Hellebore are a gorgeous option for early spring weddings – March, April, before peonies take center stage. Jus’ saying…and speaking of weddings, my boyfriend has recently decided that people should get married in Second Life. “Just think how cheap it would be!” he says. “Virtual food, flowers – anything you want! You could serve Dragon!” –Sarah

*Which I found for $20 a stem at the market last week. TWENTY-DOLLARS-PER-STEM. I held them for a few moments…and then very gingerly put them back on the shelf.

  1. Gorgeous post–lovely photos and great writing! I love the flower names–they are so poetic!

  2. Joanna says:

    These flowers look a bit waxy and still-life-esque. Just beautiful.

  3. So pretty on such a cloudy day! Thanks for the visual sunshine for my soul.
    ~dee

  4. Sarah says:

    Hellebores grow like weeds in my garden here in Atlanta and I have masses of them. They’ve thrived on 100% neglect.
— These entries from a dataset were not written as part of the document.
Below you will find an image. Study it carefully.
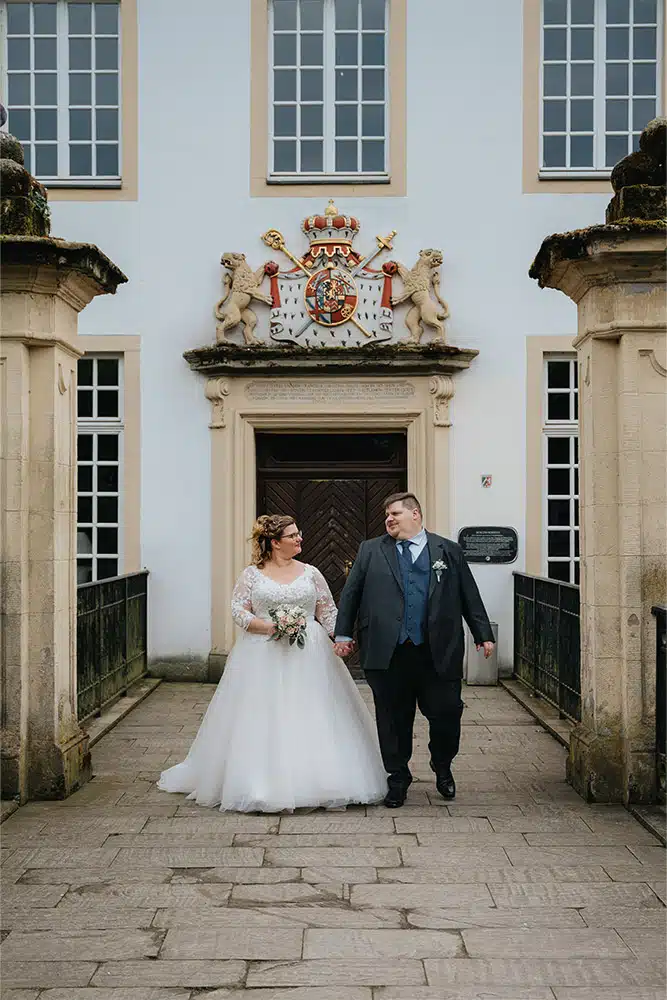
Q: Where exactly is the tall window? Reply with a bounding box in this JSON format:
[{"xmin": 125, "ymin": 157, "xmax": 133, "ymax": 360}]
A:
[
  {"xmin": 541, "ymin": 0, "xmax": 663, "ymax": 174},
  {"xmin": 270, "ymin": 0, "xmax": 388, "ymax": 180},
  {"xmin": 543, "ymin": 357, "xmax": 579, "ymax": 583},
  {"xmin": 0, "ymin": 0, "xmax": 120, "ymax": 186},
  {"xmin": 77, "ymin": 356, "xmax": 123, "ymax": 583}
]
    I’ve owned my house for several years but only in the last year have I had the time to take an interest in gardening.
    I’ve recently taken a few classes at our botanical garden and learned how prized hellebores are. I’m embarrassed to admit I’d never even watered mine. But I’ve come to appreciate them.

  5. GT says:

    What is the difference between a tree peony and a camelia? The flowers (from my limited google search) look pretty similar …

  6. Ashley says:

    Wow..
    Stunning.
    This makes me happy.

  7. ann says:

    Every morning I run past the most beautiful patch of hellbore in Central Park. I just love them, and am constantly stopping to talk to people about them when they look confused.

  8. fabframes says:

    How lovely! I just recently read an extensive article on these great plants. They make me wish I had a garden! They remind me of the floral prints by Brett Harper, although I’m pretty sure he never rendered hellebores, which is a real shame. Thanks so much for sharing!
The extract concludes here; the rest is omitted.